Why the 11 June Montenegro Meeting Matters
The Thursday meeting with the Prime Minister is the procedural climax of months of Chega-PSD trench warfare on the pacote laboral (labour-reform package): the package of changes to the Código do Trabalho (Labour Code) covering termination flexibility, collective-bargaining rules and the bancos de horas regime. Chega has been the determining vote on whether the package clears parliament, and the meeting will fix the final perimeter on which Chega will or will not allow the package through. Ventura said the destino (fate) of the labour reform will be decided in the meeting.
Why This Pair of Decisions Lands Together
The PSU generalidade and the labour-reform decision are not formally linked, but the Chega negotiating play is to bundle them. Both decisions point at the same constituency (lower- and middle-income workers and employers) and both touch immigrant inclusion in the Portuguese social model. A PSU vote that clears with Chega support after a contributory-wall amendment, in the same week that the labour reform also clears with Chega support, would give the Montenegro II government its biggest legislative win since the 2026 General State Budget vote.
What This Means for Expats
- Foreign residents on or near means-tested support: if the contributory-wall amendment lands as drafted by Chega, a five-year contribution record at Segurança Social would become the new floor for access to PSU. This would materially affect newcomers — even those with valid residence permits — whose Segurança Social contributory history is shorter than five years.
- Employers and HR teams: the labour-reform decision on Thursday will fix the new framework for termination, collective bargaining and working-time flexibility for the next political cycle. Expect first portarias and regulamentos within 30–60 days of a clearing vote.

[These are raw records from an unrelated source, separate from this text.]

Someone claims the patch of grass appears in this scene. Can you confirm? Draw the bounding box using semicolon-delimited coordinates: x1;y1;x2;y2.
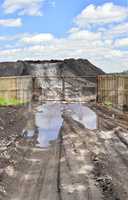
0;97;27;106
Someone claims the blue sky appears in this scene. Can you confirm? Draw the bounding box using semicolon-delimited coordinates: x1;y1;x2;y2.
0;0;128;72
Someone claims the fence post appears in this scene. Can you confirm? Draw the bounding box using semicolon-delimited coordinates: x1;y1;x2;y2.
96;76;99;103
62;77;65;101
32;77;36;101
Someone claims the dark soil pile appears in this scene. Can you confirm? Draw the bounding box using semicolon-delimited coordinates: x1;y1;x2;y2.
60;59;104;77
0;59;105;77
0;62;25;77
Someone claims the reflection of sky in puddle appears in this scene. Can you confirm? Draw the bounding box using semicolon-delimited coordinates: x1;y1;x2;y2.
35;103;63;147
66;104;97;130
26;130;35;137
25;103;97;148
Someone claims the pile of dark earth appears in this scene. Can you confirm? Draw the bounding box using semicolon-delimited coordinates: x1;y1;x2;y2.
0;58;105;79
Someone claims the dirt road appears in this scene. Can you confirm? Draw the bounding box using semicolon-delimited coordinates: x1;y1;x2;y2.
0;103;128;200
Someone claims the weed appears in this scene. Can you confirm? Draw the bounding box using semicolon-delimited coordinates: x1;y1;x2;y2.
0;97;28;106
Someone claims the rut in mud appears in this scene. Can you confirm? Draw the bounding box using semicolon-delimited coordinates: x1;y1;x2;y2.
0;102;128;200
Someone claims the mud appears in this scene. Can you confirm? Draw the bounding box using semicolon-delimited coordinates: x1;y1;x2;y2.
0;102;128;200
0;106;28;199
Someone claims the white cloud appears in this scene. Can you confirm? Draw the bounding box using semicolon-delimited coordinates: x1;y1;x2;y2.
75;2;128;28
115;38;128;47
0;36;7;41
0;27;127;72
68;30;101;41
3;0;44;16
0;39;127;73
0;39;127;72
21;33;54;44
0;18;22;27
0;30;127;72
108;22;128;36
0;2;128;73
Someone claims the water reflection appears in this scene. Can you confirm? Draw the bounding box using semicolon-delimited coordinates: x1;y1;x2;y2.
63;103;97;130
36;104;63;147
24;103;97;148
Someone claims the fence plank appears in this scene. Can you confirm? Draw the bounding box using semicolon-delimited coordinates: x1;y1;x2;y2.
97;75;128;111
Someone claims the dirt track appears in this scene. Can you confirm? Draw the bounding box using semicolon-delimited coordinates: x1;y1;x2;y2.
0;103;128;200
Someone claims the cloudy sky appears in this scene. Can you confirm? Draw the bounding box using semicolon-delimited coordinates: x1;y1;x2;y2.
0;0;128;72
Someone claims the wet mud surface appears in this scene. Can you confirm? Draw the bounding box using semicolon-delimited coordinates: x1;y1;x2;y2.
0;102;128;200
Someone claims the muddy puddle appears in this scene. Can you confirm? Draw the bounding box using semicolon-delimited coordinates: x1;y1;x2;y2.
24;103;97;148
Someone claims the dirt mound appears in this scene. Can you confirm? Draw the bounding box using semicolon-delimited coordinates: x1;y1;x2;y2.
0;59;105;77
0;62;25;77
60;58;105;77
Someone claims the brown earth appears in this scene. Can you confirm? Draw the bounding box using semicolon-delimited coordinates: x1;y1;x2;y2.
0;103;128;200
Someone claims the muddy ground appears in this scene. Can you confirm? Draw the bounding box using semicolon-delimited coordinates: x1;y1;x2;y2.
0;102;128;200
0;106;28;199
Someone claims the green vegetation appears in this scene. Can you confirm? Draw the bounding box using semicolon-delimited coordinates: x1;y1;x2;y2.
0;97;27;106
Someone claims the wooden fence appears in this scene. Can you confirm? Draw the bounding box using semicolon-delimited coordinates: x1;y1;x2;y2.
0;76;33;103
97;75;128;111
0;75;97;104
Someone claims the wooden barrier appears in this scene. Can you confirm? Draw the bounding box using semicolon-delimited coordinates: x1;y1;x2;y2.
0;76;33;103
97;75;128;111
0;75;97;104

- Workers — Portuguese and foreign: the operational change windows on labour-reform clauses typically run 60–120 days after publication in the Diário da República. Watch contract-renewal cycles and overtime cap clauses in particular.
- Political watchers: Friday is the highest-stakes parliamentary day Montenegro II has faced. The combination of PSU and labour-reform outcomes will set the read on whether PSD-Chega parliamentary cooperation has firmed up or hit a structural ceiling.
The next checkpoints are the Thursday Montenegro-Ventura meeting, the Friday generalidade vote on PSU, and the technical drafting of any contributory-wall amendment during the specialty stage. The specialty timetable is what determines whether a substantive contributory-access change actually lands in the final law or gets diluted in committee.